Published on Monday, June 22, 2015 | 12:39 pm
 
Credit: Lance Hayashida/Caltech

Mitchell Guttman, an assistant professor of biology, has been named as one of five Pew-Stewart scholars. The scholarship is awarded by the Pew Charitable Trusts and the Alexander and Margaret Stewart Trust, and provides four years of funding to “pursue innovative work aimed at advancing progress toward a cure for cancer.”

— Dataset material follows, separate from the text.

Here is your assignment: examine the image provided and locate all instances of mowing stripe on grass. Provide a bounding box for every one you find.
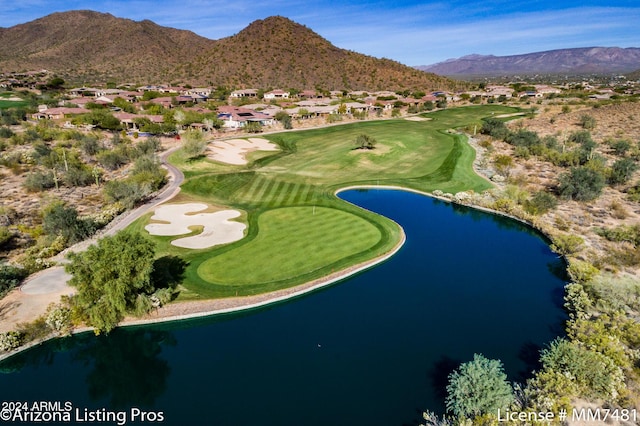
[262,180,284,207]
[197,206,382,286]
[248,176,273,202]
[273,182,293,206]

Guttman’s research aims to understand how a newly discovered class of regulatory ribonucleic acid (RNA) molecules called long non-coding RNAs (lncRNAs)—which Guttman first described when he was a graduate student—controls gene activity. By regulating cell growth, many of these lncRNAs are often disrupted in human cancers, but how lncRNAs prevent cancer formation is unknown. To find out, Guttman and his group are exploring how lncRNAs organize protein and DNA molecules in the cell to control precise gene programs.

Recently, by studying an important lncRNA called Xist, Guttman and his lab discovered how this RNA gathers a group of proteins to silence an entire chromosome during embryonic development. These findings mark the first time that researchers have uncovered the detailed mechanism of action for lncRNA genes.

Guttman, who joined the Caltech faculty in 2013, received both his BS and MS degrees in 2006 from the University of Pennsylvania and completed his PhD at MIT in 2012. Among other honors, he was named among the 2015 class of Sloan Research Fellows, was the recipient of the 2014 Wilson S. Stone Memorial Award from the MD Anderson Cancer Center in recognition of his “outstanding contribution to biomedical research,” and has been included twice (in 2013 and 2014) on Forbes magazine’s “30 Under 30” list for science.

In addition to funding for cancer research, the Pew Trust also awards Pew Biomedical Scholarships to “young investigators of outstanding promise in science relevant to the advancement of human health.” Caltech Pew Biomedical Scholars include Assistant Professor of Biology Viviana Gradinaru, who received the award in 2013, as well as Professor of Biology Markus Meister, Professor of Biology Kai Zinn, and Howard Hughes Medical Institute Investigator and Max Delbruck Professor of Biology Pamela Bjorkman, who were named Pew Biomedical Scholars in 1993, 1990, and 1989, respectively.